第4問は前半はパターン問題。後半は計算。残り時間でどこまで出来るか。(3)までは行きたい。(4)まで出来れば余裕の貯金でしょう。

第2問、第3問の穴埋めの出来が合否を分けそうです。70%弱ぐらいでしょうか。

 

3.各問の難易度

第1問(1)・・・【整数】2020の約数の個数、和など(A、6分【4分】、Lv.1)

整数からの出題で、年号問題出ました。いろいろ聞いてきます。ここまで聞いてくるなら、個数を計算で出した上で全部書いた方が早いでしょう。

101が素数であることを「ア」で保証してくれているのが親切。

 

第1問(2)・・・【指数・対数】対数方程式(A、6分【4分】、Lv.1)

基本的な対数方程式。典型的な2パターンを聞いてきましたね。

最初は、logの足し算なのでまとめて1つにしましょう。後半は、log×logがあるので、置き換えパターンですね。

(↑緑字は数学を解く上で必要な原則を表します。独学の際に意識して勉強しましょう。)

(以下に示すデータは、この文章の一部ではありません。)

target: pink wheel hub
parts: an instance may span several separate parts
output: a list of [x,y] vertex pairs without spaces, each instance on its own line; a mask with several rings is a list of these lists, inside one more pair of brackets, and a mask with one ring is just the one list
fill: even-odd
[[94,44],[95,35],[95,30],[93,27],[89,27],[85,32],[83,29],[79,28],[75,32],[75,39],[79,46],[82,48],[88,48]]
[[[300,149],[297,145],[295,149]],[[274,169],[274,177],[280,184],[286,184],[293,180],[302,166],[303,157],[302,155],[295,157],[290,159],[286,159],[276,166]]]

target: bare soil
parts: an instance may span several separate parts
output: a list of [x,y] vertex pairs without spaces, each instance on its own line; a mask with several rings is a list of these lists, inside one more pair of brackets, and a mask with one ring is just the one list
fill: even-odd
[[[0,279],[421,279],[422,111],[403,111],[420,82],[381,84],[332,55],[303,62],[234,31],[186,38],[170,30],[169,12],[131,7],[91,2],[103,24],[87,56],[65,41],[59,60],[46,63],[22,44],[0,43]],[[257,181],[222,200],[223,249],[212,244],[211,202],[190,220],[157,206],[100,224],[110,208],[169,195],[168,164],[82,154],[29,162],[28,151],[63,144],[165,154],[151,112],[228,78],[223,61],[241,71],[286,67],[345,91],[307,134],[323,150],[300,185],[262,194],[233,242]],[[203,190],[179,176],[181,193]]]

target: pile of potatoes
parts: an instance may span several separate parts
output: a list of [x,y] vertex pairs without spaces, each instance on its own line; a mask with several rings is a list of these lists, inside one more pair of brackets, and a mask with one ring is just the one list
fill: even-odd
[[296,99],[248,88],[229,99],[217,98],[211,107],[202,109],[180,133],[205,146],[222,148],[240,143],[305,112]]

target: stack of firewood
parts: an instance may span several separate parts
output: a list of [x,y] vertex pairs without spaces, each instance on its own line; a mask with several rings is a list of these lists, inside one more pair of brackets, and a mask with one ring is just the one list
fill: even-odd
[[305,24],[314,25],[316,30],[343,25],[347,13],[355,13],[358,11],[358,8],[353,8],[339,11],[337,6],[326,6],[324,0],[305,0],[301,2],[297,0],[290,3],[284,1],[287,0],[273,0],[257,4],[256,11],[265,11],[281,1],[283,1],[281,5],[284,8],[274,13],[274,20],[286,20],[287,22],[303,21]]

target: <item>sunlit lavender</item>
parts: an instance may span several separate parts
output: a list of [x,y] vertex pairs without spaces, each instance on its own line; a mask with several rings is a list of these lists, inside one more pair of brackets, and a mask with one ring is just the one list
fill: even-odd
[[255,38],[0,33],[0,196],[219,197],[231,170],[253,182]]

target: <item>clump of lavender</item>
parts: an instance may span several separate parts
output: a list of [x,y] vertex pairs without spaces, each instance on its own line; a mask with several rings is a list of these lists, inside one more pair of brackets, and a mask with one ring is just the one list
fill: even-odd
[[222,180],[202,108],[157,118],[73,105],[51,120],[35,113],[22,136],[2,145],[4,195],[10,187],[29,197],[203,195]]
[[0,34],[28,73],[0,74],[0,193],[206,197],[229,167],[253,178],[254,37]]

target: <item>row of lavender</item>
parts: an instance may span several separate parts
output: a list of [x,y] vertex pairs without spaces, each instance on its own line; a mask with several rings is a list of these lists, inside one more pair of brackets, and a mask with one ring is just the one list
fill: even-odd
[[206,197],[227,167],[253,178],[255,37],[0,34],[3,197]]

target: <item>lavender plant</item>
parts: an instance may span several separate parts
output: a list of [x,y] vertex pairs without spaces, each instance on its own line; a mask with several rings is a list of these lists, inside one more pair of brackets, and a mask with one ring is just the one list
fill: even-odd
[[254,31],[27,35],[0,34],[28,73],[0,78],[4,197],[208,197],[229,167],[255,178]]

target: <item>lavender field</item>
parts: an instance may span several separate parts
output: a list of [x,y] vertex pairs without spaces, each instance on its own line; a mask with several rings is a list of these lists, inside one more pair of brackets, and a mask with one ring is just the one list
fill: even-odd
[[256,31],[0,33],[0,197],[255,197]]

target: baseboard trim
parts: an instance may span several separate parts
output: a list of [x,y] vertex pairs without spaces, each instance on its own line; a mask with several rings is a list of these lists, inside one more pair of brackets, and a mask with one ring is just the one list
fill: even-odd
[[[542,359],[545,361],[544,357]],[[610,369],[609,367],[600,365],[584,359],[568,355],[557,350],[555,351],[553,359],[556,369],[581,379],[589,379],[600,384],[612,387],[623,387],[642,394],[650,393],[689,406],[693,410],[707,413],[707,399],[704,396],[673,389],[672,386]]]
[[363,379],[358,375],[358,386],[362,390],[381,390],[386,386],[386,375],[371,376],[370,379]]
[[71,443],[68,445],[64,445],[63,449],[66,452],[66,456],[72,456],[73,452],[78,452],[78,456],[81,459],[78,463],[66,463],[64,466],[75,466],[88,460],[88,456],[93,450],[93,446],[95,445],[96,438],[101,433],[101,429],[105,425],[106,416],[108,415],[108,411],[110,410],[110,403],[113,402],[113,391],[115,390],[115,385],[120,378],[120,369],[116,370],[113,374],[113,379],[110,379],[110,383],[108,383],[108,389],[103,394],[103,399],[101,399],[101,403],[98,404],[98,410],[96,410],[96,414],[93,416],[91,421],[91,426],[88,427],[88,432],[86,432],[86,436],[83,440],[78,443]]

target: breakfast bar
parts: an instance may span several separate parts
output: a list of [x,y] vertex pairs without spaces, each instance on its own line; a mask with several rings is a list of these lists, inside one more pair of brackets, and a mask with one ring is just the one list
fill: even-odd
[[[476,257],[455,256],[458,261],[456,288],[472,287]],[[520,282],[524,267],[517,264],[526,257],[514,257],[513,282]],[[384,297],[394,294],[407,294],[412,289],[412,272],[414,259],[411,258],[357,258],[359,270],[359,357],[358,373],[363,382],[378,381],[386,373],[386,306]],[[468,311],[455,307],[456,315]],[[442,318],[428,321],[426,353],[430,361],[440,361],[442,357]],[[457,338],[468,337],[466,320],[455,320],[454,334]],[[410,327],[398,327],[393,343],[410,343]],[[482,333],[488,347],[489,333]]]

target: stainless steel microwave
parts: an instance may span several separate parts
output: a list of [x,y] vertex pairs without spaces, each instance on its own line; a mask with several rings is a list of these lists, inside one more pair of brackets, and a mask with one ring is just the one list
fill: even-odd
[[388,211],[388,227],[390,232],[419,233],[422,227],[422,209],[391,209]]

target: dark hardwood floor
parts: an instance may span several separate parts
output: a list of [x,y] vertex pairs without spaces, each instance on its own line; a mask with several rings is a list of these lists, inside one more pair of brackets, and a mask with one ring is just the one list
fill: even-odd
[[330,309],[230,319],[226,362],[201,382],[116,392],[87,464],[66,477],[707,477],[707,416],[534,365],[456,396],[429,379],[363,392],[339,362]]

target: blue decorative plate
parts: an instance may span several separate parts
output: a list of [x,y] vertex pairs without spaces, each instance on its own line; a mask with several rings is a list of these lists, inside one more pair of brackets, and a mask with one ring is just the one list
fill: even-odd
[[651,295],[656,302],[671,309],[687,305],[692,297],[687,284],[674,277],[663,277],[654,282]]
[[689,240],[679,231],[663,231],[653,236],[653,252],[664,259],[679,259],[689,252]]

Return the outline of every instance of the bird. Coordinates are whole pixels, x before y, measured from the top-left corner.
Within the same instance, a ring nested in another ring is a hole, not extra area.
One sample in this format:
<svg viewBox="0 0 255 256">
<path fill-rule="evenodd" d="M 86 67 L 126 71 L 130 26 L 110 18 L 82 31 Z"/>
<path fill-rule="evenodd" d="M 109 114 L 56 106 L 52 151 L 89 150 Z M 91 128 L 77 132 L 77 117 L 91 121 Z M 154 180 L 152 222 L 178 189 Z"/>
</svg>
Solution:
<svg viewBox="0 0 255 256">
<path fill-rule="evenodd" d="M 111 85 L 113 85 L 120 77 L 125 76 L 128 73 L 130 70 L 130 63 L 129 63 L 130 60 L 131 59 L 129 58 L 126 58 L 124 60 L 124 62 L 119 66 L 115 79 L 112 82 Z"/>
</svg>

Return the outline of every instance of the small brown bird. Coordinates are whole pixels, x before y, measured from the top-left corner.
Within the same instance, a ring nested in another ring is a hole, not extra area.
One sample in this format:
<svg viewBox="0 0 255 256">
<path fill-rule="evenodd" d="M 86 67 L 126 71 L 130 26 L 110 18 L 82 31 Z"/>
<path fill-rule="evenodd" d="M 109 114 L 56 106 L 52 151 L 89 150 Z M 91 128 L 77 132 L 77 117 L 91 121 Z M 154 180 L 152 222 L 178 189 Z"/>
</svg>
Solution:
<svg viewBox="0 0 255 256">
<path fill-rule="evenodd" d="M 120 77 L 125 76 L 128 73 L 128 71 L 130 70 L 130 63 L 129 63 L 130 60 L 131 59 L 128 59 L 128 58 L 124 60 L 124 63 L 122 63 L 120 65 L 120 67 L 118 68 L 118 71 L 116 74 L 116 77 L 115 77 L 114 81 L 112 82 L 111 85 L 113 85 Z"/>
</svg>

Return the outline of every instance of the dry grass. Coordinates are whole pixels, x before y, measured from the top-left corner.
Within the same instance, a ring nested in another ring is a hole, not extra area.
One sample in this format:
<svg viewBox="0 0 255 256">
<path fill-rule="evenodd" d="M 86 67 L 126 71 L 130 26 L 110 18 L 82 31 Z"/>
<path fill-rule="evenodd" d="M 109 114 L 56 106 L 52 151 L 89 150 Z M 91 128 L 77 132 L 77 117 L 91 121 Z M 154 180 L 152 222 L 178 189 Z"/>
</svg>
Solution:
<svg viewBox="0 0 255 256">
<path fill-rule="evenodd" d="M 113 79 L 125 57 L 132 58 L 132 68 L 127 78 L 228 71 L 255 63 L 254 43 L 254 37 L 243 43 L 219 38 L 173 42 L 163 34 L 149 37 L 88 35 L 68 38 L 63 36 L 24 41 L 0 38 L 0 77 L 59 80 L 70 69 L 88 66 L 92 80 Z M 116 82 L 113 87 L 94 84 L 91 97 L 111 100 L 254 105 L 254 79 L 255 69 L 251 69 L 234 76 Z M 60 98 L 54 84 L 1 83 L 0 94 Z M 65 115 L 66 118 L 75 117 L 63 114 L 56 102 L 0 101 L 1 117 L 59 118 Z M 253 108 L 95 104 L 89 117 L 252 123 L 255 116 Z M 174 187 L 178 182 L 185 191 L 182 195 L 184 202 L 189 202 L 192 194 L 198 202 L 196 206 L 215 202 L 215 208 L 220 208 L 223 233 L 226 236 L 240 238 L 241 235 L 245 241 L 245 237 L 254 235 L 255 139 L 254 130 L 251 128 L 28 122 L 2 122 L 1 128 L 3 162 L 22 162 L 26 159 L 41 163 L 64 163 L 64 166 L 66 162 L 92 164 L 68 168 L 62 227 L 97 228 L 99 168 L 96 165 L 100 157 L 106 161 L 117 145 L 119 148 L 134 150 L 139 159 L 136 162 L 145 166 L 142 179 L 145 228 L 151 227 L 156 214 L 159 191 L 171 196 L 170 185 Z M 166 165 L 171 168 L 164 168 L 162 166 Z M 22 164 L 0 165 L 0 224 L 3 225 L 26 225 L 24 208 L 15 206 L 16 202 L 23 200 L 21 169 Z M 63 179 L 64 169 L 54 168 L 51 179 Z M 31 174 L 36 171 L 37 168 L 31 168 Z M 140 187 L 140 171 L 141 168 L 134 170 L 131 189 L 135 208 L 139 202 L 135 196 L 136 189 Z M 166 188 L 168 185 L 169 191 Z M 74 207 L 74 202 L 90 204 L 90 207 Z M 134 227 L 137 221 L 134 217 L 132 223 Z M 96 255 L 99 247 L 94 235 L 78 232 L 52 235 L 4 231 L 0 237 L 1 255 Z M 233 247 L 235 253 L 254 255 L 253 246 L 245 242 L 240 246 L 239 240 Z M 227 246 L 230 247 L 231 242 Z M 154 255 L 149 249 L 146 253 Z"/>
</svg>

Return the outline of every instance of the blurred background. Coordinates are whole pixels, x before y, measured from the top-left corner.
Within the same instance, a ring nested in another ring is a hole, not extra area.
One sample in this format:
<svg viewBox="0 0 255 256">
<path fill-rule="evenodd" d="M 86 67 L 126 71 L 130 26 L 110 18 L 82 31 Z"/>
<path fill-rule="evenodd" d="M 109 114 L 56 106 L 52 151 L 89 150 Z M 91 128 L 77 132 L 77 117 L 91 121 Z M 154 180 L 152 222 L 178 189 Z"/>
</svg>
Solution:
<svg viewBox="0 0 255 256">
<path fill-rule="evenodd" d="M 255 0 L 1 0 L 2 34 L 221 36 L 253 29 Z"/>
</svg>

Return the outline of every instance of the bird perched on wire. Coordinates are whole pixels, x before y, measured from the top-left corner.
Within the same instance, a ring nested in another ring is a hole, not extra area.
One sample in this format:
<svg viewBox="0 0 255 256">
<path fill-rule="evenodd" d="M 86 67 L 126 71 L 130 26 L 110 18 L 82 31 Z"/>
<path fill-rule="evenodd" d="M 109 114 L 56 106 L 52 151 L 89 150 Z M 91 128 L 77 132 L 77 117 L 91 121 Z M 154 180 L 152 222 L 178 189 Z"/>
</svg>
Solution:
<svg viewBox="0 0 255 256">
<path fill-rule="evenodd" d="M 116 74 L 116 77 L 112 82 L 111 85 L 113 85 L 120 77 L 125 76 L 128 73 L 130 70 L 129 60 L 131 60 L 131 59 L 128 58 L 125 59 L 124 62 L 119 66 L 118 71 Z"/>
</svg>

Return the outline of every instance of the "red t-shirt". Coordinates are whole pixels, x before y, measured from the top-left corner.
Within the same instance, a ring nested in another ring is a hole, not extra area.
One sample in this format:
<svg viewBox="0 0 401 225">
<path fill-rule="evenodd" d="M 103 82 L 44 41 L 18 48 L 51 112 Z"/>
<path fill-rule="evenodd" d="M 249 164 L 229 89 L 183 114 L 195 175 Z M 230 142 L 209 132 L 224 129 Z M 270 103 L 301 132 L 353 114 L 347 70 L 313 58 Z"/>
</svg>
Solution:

第1問(3)・・・【三角比】三角形の面積、sinの比、垂線(A、8分【5分】、Lv.1)

三角比からの出題。最後の外分は平面図形?

最初はいいでしょう。「しちごさん」三角形は最大角120°です。このように穴埋め式のテストでは、知っていて損はありません。社会の暗記のように覚えるというよりは、何回も演習して出会っているうちに自然に覚えるぐらいの方がいいでしょう。

まともにやるなら、「sinの比=辺の比」です。正弦定理は、そもそもそういう意味の定理で、比例定数kが2Rといっているだけです。

辺の長さは決まりませんが、(「決まりませんので」の方が正しい)「ケ」や「コ」のように比を聞いていますので、長さも7,5,3として問題はありません。

 

 

※KATSUYAの解答時間は計4分です。

 

 

☆第2問・・・【ベクトル】内積、長さ、角度の取りうる範囲(B、25分【17分】、Lv.2)

今年もここは平面ベクトルで、ひとひねりからふたひねりぐらいあるのもいつも通り。

前半では、途中で1-αをβとおきます。「ア」から置かせてくれよって感じですが。これにより、長さや内積などが比較的すっきりとした式になるという流れです。

「ウ」は、αβ=α(1-α)なので、ただの2次関数です。平方完成で出しましょう。

後半では、α+β=1、αβ=t を用いて、対称式になる式を表すタイプ。式計算だけなら数Iです。の対称式は和α+β、積αβだけで表せますね。

なす角については。直接角度を関数にするのは無理なので、cosで内積の式を見るか、tanの加法定理で攻めるかです。今回は流れからみても明らかに内積でしょう。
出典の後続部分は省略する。